Recruiters Corrupt Guestworker Program

Should this be filed under "unintended consequences" or just under "they are brown people so to hell with them"?
Standing in the baking sun outside the U.S. Consulate in Monterrey, hundreds of Mexicans wait anxiously for temporary work visas. But even before they were fingerprinted and interviewed for the permit, many had already paid recruiters thousands of dollars in hopes of easing the way.

Supplying the U.S. guestworker program is a complex and sometimes criminal network of foreign recruiters who extort money from poor migrants and then keep them on the job by forcing them into debt or threatening their families back home.

Employers also are often at the recruiters' mercy, forced to accept workers who could be desperately in debt or simply wrong for the job.

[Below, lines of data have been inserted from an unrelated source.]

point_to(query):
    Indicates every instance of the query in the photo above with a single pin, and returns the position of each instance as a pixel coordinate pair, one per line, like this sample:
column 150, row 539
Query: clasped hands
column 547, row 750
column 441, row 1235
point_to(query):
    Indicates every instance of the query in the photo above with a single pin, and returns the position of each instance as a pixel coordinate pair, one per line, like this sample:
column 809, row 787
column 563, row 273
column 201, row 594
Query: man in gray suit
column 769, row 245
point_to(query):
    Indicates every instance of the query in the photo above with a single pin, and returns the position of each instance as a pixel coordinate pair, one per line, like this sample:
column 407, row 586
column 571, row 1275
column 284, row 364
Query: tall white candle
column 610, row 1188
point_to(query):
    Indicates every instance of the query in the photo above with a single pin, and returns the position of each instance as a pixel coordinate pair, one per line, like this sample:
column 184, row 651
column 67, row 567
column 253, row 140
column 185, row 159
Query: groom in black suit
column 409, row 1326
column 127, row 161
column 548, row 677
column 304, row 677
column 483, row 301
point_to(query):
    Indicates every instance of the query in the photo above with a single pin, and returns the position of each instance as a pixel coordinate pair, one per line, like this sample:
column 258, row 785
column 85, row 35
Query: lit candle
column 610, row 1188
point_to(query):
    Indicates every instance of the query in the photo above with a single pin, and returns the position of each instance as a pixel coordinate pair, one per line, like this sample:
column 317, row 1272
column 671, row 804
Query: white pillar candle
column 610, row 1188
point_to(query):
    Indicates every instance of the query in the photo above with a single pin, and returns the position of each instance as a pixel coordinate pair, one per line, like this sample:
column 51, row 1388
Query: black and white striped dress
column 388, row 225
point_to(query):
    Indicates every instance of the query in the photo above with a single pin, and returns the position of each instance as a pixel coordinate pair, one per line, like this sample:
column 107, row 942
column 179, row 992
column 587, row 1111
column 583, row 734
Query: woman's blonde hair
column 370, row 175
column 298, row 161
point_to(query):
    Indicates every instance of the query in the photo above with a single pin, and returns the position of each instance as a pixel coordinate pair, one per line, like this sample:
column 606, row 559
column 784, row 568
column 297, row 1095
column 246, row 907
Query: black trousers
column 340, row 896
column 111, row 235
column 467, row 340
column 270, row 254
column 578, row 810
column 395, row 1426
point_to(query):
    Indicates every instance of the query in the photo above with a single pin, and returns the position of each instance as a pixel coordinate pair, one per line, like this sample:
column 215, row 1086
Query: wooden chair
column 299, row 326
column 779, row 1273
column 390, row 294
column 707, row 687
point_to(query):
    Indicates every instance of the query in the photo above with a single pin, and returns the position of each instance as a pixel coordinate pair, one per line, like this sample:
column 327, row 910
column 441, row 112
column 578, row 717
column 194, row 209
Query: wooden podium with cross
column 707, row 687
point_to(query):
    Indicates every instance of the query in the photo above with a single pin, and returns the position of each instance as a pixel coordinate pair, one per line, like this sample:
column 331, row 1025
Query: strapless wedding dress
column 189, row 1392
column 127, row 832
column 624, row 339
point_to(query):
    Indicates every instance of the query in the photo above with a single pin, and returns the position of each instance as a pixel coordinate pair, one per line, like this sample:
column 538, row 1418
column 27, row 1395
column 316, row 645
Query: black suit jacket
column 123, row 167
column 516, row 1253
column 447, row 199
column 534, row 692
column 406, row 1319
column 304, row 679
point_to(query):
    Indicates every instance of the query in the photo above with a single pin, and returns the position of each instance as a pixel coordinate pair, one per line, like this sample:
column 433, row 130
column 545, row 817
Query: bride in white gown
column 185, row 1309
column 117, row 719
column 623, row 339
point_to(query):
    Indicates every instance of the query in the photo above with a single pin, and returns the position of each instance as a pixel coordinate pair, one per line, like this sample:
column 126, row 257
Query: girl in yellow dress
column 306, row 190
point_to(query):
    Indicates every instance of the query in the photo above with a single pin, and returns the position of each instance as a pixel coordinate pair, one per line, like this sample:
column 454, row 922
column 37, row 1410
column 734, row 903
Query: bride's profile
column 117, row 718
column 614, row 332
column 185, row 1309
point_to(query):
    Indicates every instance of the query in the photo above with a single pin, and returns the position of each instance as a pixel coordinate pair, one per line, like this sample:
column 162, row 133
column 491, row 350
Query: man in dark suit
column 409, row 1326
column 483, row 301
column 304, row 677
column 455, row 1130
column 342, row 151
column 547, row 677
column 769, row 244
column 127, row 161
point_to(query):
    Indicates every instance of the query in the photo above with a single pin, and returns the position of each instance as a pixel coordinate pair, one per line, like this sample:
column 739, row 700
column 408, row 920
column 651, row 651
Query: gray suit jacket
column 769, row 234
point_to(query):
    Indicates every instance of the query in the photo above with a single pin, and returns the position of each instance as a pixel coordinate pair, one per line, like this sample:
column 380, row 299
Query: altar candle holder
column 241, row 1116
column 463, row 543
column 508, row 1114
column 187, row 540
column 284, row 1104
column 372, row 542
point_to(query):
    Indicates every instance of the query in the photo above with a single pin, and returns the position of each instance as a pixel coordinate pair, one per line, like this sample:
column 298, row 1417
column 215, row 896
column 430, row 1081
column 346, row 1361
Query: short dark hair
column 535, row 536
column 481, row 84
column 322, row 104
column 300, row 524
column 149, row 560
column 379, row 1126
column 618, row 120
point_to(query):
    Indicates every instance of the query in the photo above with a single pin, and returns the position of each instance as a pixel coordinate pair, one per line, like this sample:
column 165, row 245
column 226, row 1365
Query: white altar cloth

And when their brief glimpse of the American dream becomes a nightmare, some legal guest workers simply disappear, melting into the growing U.S. population of illegal immigrants.

"Everyone has the same complaint. Everyone you see here is in debt," said Gilberto Escalante, a 41-year-old fisherman who swept his arm past at a crowd of migrant hopefuls waiting for visas outside the consulate in Monterrey. "But there aren't any other options. The company calls the recruiter direct, and the recruiter has all the power."

All employers need to do to secure federal permission to hire foreign workers is provide proof that no American wants the job. Once that request is granted, companies rely on recruiters to do the rest, and the U.S. government stands back.

This was inevitable. I was going to mention that before, but thought everyone would have realized it. One of the first things to be done in any new program is build in safeguards from the hyenas who'll do whatever they can to take advantage of it and exploit the poor.